# Coconut percentage and drying effect



## silverspringsoapmaker (Apr 5, 2014)

Hello everyone,

I was wondering if someone could point me in the right direction on my liquid soap journey? While I haven't had any problems being able to make liquid soap, I have been having a hard time trying to produce a less drying batch.

In an effort to make my liquid soap less drying on my hands I decided to add vegetable glycerin to the diluted soap (15% of the weight of the diluted soap). The addition of the vegetable glycerin has made the soap less drying but not to the point I would like it to be.

After reviewing the recipe, I am now wondering if the "too drying" issue might be due to the % of coconut oil I'm currently using?

Below is my current recipe. I dilute my paste to 15% as I use foamer bottles to dispense the soap.

24 oz coconut oil
10 oz olive oil
10 oz castor oil
3 oz jojoba oil

Would you suggest that I decrease the coconut oil percentage? My concern is that I would still like it to produce a good lather even in hard water.

Thank you for your input!


----------



## Benjamin (Apr 5, 2014)

Hi Silverspringsoapmaker,

I've had a similar problems with liquid soap being too drying for my skin. I ended up omitting CO entirely and used palm kernel oil flakes instead (at about 12.5%). I used olive, high oleic safflower, and castor oil for the rest. 

I've found not using the glycerine method helps for me. I also don't add any glycerine.

I superfat much higher than you are supposed to with liquid soap (3%).

I clarify the soap using grain alcohol. With two weeks sequestering you can read through it.

I don't have to neutralize at all.

I like this recipe/method right now, but it's not perfect.  For example, it doesn't accept FOs well. It also goes against the "rules" in a bunch of ways. I've found it significantly more challenging to come up with a LS that I really like.

As an aside, I give all my test batches to my friends 8 y/o daughter. She turns it into "fairy" and "magic" soap by adding food coloring, glitter, essential oils and other stuff. It's a great way to get rid of soap I won't use, especially because even a small test batch of LS still makes a TON of soap.

Hope this helps,
---Ben


----------



## cmzaha (Apr 5, 2014)

This is a recipe I use that makes a supermild shower gel. I cannot take credit for it.
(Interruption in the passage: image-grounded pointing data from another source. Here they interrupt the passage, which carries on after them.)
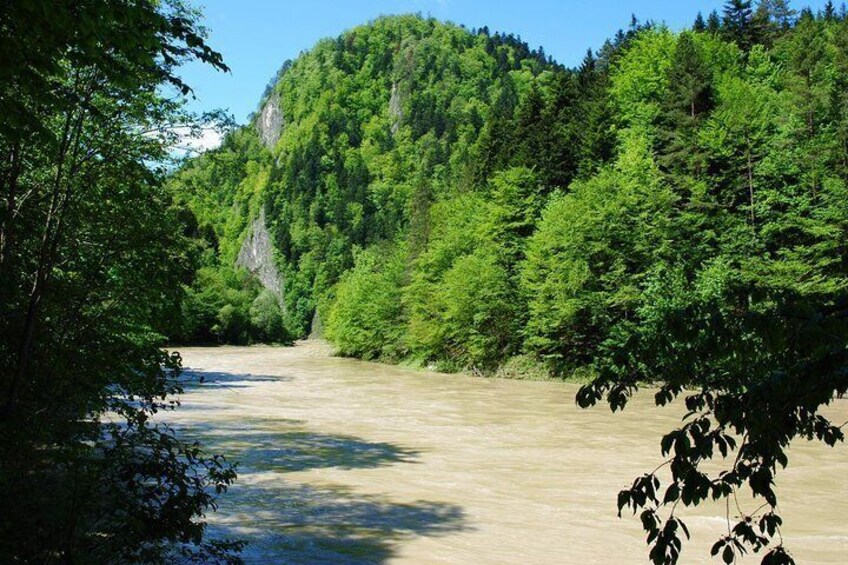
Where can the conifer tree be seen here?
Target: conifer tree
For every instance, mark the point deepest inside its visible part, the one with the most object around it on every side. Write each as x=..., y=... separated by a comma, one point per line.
x=738, y=23
x=688, y=98
x=713, y=22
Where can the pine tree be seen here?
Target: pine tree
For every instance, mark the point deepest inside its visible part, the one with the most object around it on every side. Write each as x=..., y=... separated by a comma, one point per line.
x=689, y=97
x=777, y=12
x=738, y=23
x=713, y=22
x=829, y=11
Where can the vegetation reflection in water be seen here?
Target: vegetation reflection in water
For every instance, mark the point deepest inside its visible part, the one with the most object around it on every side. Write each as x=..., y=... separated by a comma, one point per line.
x=309, y=524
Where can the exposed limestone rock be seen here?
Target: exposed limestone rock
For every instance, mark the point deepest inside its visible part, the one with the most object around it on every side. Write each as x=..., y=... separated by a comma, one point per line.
x=395, y=108
x=271, y=121
x=257, y=256
x=317, y=329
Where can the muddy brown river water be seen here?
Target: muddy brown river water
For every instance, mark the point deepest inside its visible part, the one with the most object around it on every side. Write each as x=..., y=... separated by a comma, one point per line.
x=342, y=461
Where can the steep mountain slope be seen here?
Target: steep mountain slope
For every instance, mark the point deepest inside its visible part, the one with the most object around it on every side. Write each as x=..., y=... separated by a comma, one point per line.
x=351, y=146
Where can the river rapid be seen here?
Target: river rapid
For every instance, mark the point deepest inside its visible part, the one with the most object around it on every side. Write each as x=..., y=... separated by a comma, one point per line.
x=343, y=461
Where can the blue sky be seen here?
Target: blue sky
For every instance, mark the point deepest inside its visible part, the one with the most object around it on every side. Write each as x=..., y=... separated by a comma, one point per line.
x=256, y=36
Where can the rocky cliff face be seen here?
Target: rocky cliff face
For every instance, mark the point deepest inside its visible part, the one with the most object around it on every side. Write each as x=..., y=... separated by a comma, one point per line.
x=271, y=121
x=395, y=108
x=257, y=256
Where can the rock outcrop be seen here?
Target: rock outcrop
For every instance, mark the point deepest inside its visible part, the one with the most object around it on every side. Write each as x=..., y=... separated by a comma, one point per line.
x=271, y=121
x=395, y=108
x=257, y=256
It is one of Sally Trew's recipes that I did tweak a tiny bit. 
Palm 29%, Olive 28%, Castor Oil 20%, Coconut Oil 8%, Sunflower High Oleic 5%, Cocoa Butter 5%, Avocado Oil 5%. 80% water in soap calc with a -13 superfat. This is a very low cleansing so the coconut could be adjusted up


----------



## silverspringsoapmaker (Apr 6, 2014)

Thank you for input Ben and cmzaha! What I find surprising is that Coconut oil is usually makes up the largest percentage of the oils using in commercial natural liquid soap brands such as Vermont Soap, Dr. Bronners and Zum Wash. I'm assuming they use Coconut oil as the largest percentage of oils for a reason. My only guess is because the higher percentage of Coconut oil handles hard water better


----------



## lady-of-4 (Apr 7, 2014)

Its not so much the coconut oil itself, but the overall high cleansing factors of an entire recipe. More cleansing, means more natural oils stripped away. Coconut oil can contribute, but if you balance your recipe, Soap Calc can help you with this, you'll be able to raise you conditioning and lower the cleansing.


----------



## silverspringsoapmaker (Apr 8, 2014)

Thank you lady-of-4! I'll look into that


----------



## silverspringsoapmaker (Apr 23, 2014)

I'm now starting to wonder if my soap is too cleansing because of my dilution rate? I currently dilute 1 pound of paste with 3 pounds of water. I'm assuming that if I dilute the paste further, I can reduce the cleansing power that is striping my hands of its natural oils and reduce the drying effect? I'm using foaming bottles so I'm not looking to have a thick liquid soap. Am I on the right track?


----------



## lady-of-4 (Apr 23, 2014)

Not really. It will water down the soap, but the cleansing fact doesn't change. That factor is recipe related primarily. You can try and dilute some of it to see if that helps. Chances are though, it may not.


----------



## silverspringsoapmaker (Apr 24, 2014)

Thank you lady-of-4! You're absolutely right, I tried diluting the soap further but it was still too drying. I'm going to go with your first suggestion to take another look at the cleansing factor of my recipe


----------